The most personal story Branagh has told, yet one of his directorial efforts he opts out of as an actor, Belfast begins in crisp colour, as aerial shots highlight the city before a lush monochrome lacing transports us to 1969, where the street level views of the idyllic town suggest an air of tranquillity. Neighbours happily chat as if the word stranger is a foreign concept and the children enthusiastically play with one another without a care in their psyche. It’s their own little piece of the world.
Within seconds the harmony is shattered. Petrol bombs, stonings, and exploding cars break the paradise the town knew, and for 9-year-old Buddy (newcomer Jude Hill, brilliantly embodying the younger self of Branagh) it’s the beginning of a new examination for his family and their decision to stay in Belfast.

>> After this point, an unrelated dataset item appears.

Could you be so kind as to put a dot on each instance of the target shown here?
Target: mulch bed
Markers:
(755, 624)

Buddy’s Ma and Pa (Caitríona Balfe and Jamie Dornan) project nothing but love for their family – even though Pa is struggling to pay off a hefty tax debt – and the furthered affection from his grandparents, Pop (Ciarán Hinds) and Granny (Judi Dench), bathe the film in an almost unnaturally positive glow. But this optimism and joy is clearly deliberate. Branagh has always been a director aware of how to move an audience, so why not embrace sentimentality to its maximum effect for a film that is so evidently personal and a remembrance of a time that he clearly reflects on with fondness.
The child-eye’s view in which Belfast is being viewed through earns the film a certain forgiveness when it comes to the innocence the film conveys through its imagery. There are atrocities taking place all around Buddy and such uncertainty in how his parents will keep the family afloat, and yet there remains a wondrousness to his reality, further moulded by the films he watches at the cinema – there are some beautiful shots of him watching Chitty Chitty Bang Bang in striking colour – and the accompanying soundtrack, a Van Morrison-heavy collection of eight classic songs and one written specifically for the film itself, additives that drive home the wholesome mentality the film is able to convey in the face of savagery.

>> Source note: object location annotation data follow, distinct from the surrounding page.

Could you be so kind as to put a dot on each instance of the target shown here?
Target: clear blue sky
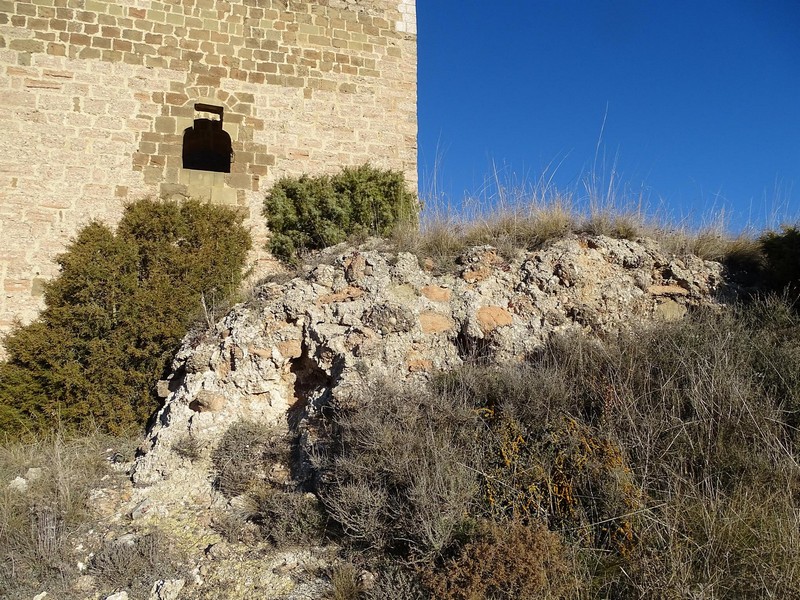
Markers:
(698, 101)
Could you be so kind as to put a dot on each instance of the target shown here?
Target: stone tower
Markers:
(108, 101)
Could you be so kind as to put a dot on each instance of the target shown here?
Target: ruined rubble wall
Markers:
(95, 96)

With such uncertainty in the world, a feeling that has unfortunately made way for unlawful acts to earn more prominence than should be afforded, the release of certain films has never felt more timely or needed. Yes, it’s entirely cliché to still refer to a film as “the movie we need right now” – I’m sure I’m guilty of such wording – but when something so ultimately joyous is released, regardless of its obvious emotional ploy, it’s difficult to not want to repeat the same wording for something as life affirming as Belfast.
FOUR STARS (OUT OF FIVE)
Belfast is screening in Australian theatres from February 3rd, 2022.